Which is kind of great. Nothing against today’s radio, but there was really something special about that moment a decade or so ago when R&B songwriting and production suddenly caught on fire — a mixture of newbie fumbling and professional calculation as hip hop realized that this, this right here was the way it was going to take over the world. No doubt there’ll be an uncomfortable retro-early-oughts movement any time now, but this isn’t that. Instead, Allure clearly just never got the memo that itchy/cheesy Kevin Briggs beats aren’t where the market is at.
Patiently Waiting takes that obliviousness and runs with it. From the sweeping, harmonized tough-girl-threats-with-horn-sample of “What Goes Around;” to the materialist tinny looped steel-drum reworking of “Favorite Things;” to “Treat Him Rite” with overdriven eighties video game bleeps that somehow slide right into a sexy, laid-back groove — it’s 20 perfect minutes of gloriously out-of-date pop.

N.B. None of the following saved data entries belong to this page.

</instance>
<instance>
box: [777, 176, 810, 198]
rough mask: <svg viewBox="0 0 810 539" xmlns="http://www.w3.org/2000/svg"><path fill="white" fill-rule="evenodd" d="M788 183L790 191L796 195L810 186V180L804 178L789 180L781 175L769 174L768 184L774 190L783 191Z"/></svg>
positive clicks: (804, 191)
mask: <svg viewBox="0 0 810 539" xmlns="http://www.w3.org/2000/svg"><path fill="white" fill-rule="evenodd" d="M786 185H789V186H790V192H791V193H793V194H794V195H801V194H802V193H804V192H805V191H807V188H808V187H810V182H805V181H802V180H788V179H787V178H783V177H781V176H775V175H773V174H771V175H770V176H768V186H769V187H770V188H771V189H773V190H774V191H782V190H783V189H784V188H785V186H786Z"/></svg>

Hell, even the obligatory skit is great, featuring some of the most piercing shrieks I’ve ever heard outside of a Diamanda Galas album.
Twice as long, Time’s Up has a bit more filler, but it’s still plenty good. “The Other Side” is awesome faux early Timbaland, with layers of beats and squeaky vocal hiccups bounding around each other while the singers volley “you’re a no good cheater” lines back and forth between the soloist and the harmony backup. “With Out U” is a great mid-tempo disco roll — Andy Gibb for the hip hop generation. “Walk in My Shoes” is something of a rote ballad with too, too gospel vocals — but even so, the low-key guitar playing and the harmonizing makes it listenable.
It’s those harmonies that are maybe the most refreshing thing about the album. Not to take anything away from the amazing sucrose delivery system that is Danity Kane, but there’s also really something to be said for a group whose vocal arrangements are tight enough to add hooks to the song, rather than just keeping up with the production.
Even Beyonce herself has given up on the vocal group aspects of her legacy these days, so it’s up to groups like Allure and the similarly-backward-looking Cherish to keep the faith. Not a good career move, exactly — harking back a decade is no way to get radio play. In fact, both Patiently Waiting and Time’s Up are CD-Rs, burned on demand, which suggests the singers themselves don’t expect to move a ton of copies. But whether or not anyone buys it, this is still some of my favorite music of the year — even if it is the wrong one.